Um 17 Uhr gibt Johan noch einen Tagesrückblick und kündigt zugleich an, dass er demnächst auf die Richard With wechseln wird. Und er ist optimistisch, was das Wetter heute Abend für Raftsund und Trollfjord angeht, es könnte klar werden. Wir werden sehen… Aber erst steht das Abendessen auf dem Programm, es gibt Lammkeule. Nur die Teilnehmer des Wikingerfests erhalten nichts, die essen in dem rekonstruierten Langhaus. In Stamsund um 19 Uhr geht der Bus für diesen Ausflug ab, um 22 Uhr sollen sie in Svolvær wieder zusteigen. Irgendwann muss ich den Ausflug auch mal wiederholen…
So geht es für mich mit dem Schiff nach Svolvær. Die “Hauptstadt des Lichts” in den Lofoten versteckt sich im Schnee; da bleibe ich lieber an Bord und nutze die Zeit für Gespräche. Das ist das Schöne an den kleineren Schiffen: Man kommt leichter ins Gespräch.
Der Schnee hält auch unsere Wikinger auf, sodass wir mit einer Viertelstunde Verspätung abfahren. Wirklich toll wird das Wetter aber nicht; Johann macht Lesestunde und liest aus einem Buch über die Schlacht am Trollfjord vor. Hier kam es Ende des 19. Jahrhunderts zu einer gewalttätigen Auseinandersetzung zwischen den klassischen, armen Fischern mit Holzbooten und den modernen, reichen Fischern mit Dampfbooten und Schleppnetzen.
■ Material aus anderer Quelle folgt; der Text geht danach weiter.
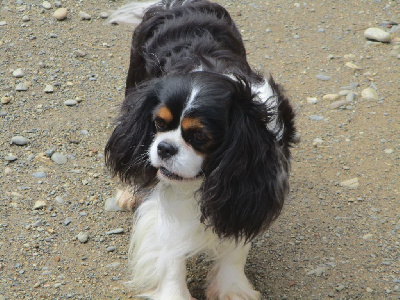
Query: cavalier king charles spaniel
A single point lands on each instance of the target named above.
(208, 138)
Anschließend gibt es wieder Fiskekake draußen auf Deck 7, und wer will kann den Trolltrunk samt Tasse kaufen – für einen Halt am den Trollfjord ist die Sicht aber zu schlecht. Erst nach Mitternacht gibt es die ersten Wolkenlücken, und in Stokmarknes um ein Uhr sogar Wolkenlücken – aber kein Polarlicht, das mit bloßem Auge zu sehen wäre.
So langsam werde ich ungeduldig, für morgen in Tromsø ist auch bestenfalls eine vage Chance für brauchbaren Himmel vorhergesagt, und für Skjervøy sogar noch weniger. Grmpf.